Presence at retail is crucial to driving brand awareness and conversion. We like to say Challenger brands are made at retail, both brick & mortar, and online.
Today’s most promising up-and-comer brands have leveraged packaging innovation, strategic shelving, and stores-within-stores to ensure they stand out in both incubator and mainstream channels.
Theo Chocolate uses white packaging to differentiate its products within the busy chocolate set. The brand is usually shelved at eye-level, further increasing its ability to attract shoppers’ attention while they browse. Theo Chocolate’s white packaging stands out at shelf.
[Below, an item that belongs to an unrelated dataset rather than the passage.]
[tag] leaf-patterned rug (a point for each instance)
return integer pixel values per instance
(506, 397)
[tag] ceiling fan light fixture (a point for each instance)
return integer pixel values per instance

Similarly, Califia Farms, which uses uniquely shaped bottles, is more likely to disrupt shoppers as they approach the milk and dairy alternative set. Califia Farms’ pear-shaped bottles break up the shelf and draw the eye.
Vega has succeeded in standing out within the e-commerce world.
Beyond unique packaging, the brand has successfully developed a Vega Store within Amazon.com, setting themselves apart from other powdered nutrition brands sold on Amazon. Whether online or offline, consumers are more likely to notice and be drawn to more unique packages and displays. Vega’s clean, well-designed Amazon Store helped them build a thriving e-commerce business.
Innovation is essential to long-term success in CPG, no different from any industry. The most valuable companies are arguably the most successful innovators. Challenger Brands highlight new ways to unlock innovation in CPG, while still beginning with the consumer.
Today’s consumers, who are less influenced by traditional brand-building levers, are choosing brands that reflect their values. In turn, the Challenger Brands which we have discussed are thinking differently about their product, packaging, supply chain, and marketing to differentiate their products within a crowded CPG landscape. Despite the majority of the industry’s growth coming from Challenger Brands, many manufacturers are ill-equipped to take advantage of future growth opportunities because they are strategically, organizationally, and financially misaligned with “going small.”
Nevertheless, it is not only smaller, emerging players who can leverage this mindset. These strategies are valuable principles for any brand—small or large—pursuing success in today’s marketplace, as well as for any retailer who hopes to plan proactively for ongoing growth.